This is the section every developer building ai agent tools should read carefully. Two bugs, found by the agent, that manual testing never caught.

Bug #1: The `[object Object]` Error (datafast-cli)

What happened: When the DataFast API returned an error, the CLI displayed API error (400): [object Object] instead of the actual error message.

Why we missed it: In manual testing, we rarely triggered API errors. When we did, we looked at the HTTP response directly, not the CLI output. We never actually read our own error messages.

Root cause: JavaScript's String() on an object produces [object Object]. We needed JSON.stringify().

Before:

console.error(`API error (${status}): ${String(error)}`);

After:

console.error(`API error (${status}): ${JSON.stringify(error)}`);

One line. Fix: PR #3. But without the agent consuming that error message and failing to understand it, we'd never have known. Humans glance at error output and fill in the blanks. Agents take what you give them literally.

Bug #2: The JSON Parser Crash (MAF)

What happened: After 12 successful commands, the agent tried to write a summary report. Gemini returned a massive JSON response with the report content, but the response was malformed — trailing commas, unescaped control characters, unbalanced braces.

Why we missed it: In testing with shorter conversations, Gemini's JSON output was always clean. The parser only broke under load — when the context window was nearly full and the model's output got sloppy.

Root cause: MAF's JSON parser had no recovery path. Valid JSON or crash.
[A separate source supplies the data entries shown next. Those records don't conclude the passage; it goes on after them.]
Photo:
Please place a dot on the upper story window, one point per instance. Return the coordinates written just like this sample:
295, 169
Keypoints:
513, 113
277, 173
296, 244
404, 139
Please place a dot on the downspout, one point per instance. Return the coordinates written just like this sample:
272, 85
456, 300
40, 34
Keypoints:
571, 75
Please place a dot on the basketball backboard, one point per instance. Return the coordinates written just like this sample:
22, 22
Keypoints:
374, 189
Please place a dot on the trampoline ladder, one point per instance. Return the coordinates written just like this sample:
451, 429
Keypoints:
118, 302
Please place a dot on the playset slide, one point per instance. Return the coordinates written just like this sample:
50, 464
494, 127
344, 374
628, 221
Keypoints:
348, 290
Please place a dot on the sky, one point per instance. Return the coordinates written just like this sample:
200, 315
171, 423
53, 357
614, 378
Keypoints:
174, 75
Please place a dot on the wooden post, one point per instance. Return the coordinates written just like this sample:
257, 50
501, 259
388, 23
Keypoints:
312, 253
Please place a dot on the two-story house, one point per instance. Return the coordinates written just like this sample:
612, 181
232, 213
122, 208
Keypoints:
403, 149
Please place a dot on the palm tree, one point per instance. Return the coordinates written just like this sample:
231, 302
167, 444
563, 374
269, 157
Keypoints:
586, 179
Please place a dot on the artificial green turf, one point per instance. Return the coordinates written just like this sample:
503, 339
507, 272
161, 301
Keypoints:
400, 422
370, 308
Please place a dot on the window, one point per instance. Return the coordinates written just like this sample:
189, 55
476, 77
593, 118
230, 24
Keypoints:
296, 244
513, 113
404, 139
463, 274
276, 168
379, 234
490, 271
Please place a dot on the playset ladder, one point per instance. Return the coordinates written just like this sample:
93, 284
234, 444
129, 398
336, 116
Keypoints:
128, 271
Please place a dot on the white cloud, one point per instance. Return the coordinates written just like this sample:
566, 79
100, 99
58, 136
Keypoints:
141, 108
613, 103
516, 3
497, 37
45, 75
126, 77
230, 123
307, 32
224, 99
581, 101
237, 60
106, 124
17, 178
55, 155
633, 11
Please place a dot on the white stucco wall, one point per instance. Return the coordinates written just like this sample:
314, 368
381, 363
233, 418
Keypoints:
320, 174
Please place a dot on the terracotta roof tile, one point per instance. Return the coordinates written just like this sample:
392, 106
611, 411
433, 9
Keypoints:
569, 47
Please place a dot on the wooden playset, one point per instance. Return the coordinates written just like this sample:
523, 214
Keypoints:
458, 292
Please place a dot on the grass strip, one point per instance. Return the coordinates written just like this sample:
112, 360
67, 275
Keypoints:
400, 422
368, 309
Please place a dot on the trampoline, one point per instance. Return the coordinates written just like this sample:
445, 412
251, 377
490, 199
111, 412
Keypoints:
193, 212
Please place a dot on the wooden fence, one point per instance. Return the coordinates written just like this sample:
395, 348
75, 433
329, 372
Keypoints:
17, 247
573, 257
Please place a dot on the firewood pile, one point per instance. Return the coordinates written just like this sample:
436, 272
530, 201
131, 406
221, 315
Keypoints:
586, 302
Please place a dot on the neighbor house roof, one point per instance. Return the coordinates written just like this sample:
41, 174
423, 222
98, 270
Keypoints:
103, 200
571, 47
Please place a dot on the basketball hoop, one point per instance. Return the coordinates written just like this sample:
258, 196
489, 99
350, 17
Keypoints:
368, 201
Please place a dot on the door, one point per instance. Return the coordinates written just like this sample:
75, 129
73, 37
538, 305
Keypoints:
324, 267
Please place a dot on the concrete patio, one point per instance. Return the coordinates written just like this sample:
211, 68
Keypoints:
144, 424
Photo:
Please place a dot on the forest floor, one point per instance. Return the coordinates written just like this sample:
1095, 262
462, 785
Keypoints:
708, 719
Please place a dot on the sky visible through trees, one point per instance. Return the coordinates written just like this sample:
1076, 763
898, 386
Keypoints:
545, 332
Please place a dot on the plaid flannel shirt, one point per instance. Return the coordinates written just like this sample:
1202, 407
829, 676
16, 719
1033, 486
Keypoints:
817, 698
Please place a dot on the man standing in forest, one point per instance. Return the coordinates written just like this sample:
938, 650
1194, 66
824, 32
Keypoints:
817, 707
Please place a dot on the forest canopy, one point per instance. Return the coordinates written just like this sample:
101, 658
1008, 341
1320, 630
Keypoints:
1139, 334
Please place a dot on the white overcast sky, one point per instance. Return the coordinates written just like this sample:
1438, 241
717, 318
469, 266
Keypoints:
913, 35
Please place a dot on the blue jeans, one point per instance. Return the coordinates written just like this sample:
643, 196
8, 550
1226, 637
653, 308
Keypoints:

No middle ground.

The fix: A staged repair pipeline that attempts progressively aggressive fixes — first strip trailing commas, then escape control characters, then balance braces:

def repair_json(raw: str) -> dict:
    # Stage 1: Try as-is
    try: return json.loads(raw)
    except json.JSONDecodeError: pass
    
    # Stage 2: Fix trailing commas
    cleaned = re.sub(r',\s*([}\]])', r'\1', raw)
    try: return json.loads(cleaned)
    except json.JSONDecodeError: pass
    
    # Stage 3: Escape control characters
    cleaned = cleaned.replace('\n', '\\n').replace('\t', '\\t')
    try: return json.loads(cleaned)
    except json.JSONDecodeError: pass
    
    # Stage 4: Balance braces
    open_count = cleaned.count('{') - cleaned.count('}')
    if open_count > 0:
        cleaned += '}' * open_count
    return json.loads(cleaned)

Fix: PR #3. Two tools, two bugs, each one found by the other. That's the real value of building tools and agents together — they stress-test each other in ways humans don't.

How Can You Build Your Own AI Agent Tools?

If you want to build ai developer tools that agents can actually use, here's the concrete pattern we follow for every CLI:

Stack: TypeScript + Commander.js. Same stack as datafast-cli and trustmrr-cli. Works for any API wrapper.

Step 1: Define your commands

Map each API endpoint to a CLI command. GET /overview becomes datafast overview. Keep the mapping obvious.

Step 2: Add --json to everything

Every command gets a --json flag. Human-readable table output by default, structured JSON when the flag is set. This isn't optional — it's the entire point.

program
  .command('overview')
  .option('--period <period>', 'Time period', '30d')
  .option('--json', 'Output as JSON')
  .action(async (opts) => {
    const data = await api.getOverview(opts.period);
    if (opts.json) {
      console.log(JSON.stringify(data, null, 2));
    } else {
      renderTable(data);
    }
  });

Step 3: Error handling is a feature

Errors go to stderr. Exit code 1 on failure. The error message must be human-readable AND machine-parseable. JSON.stringify, never String().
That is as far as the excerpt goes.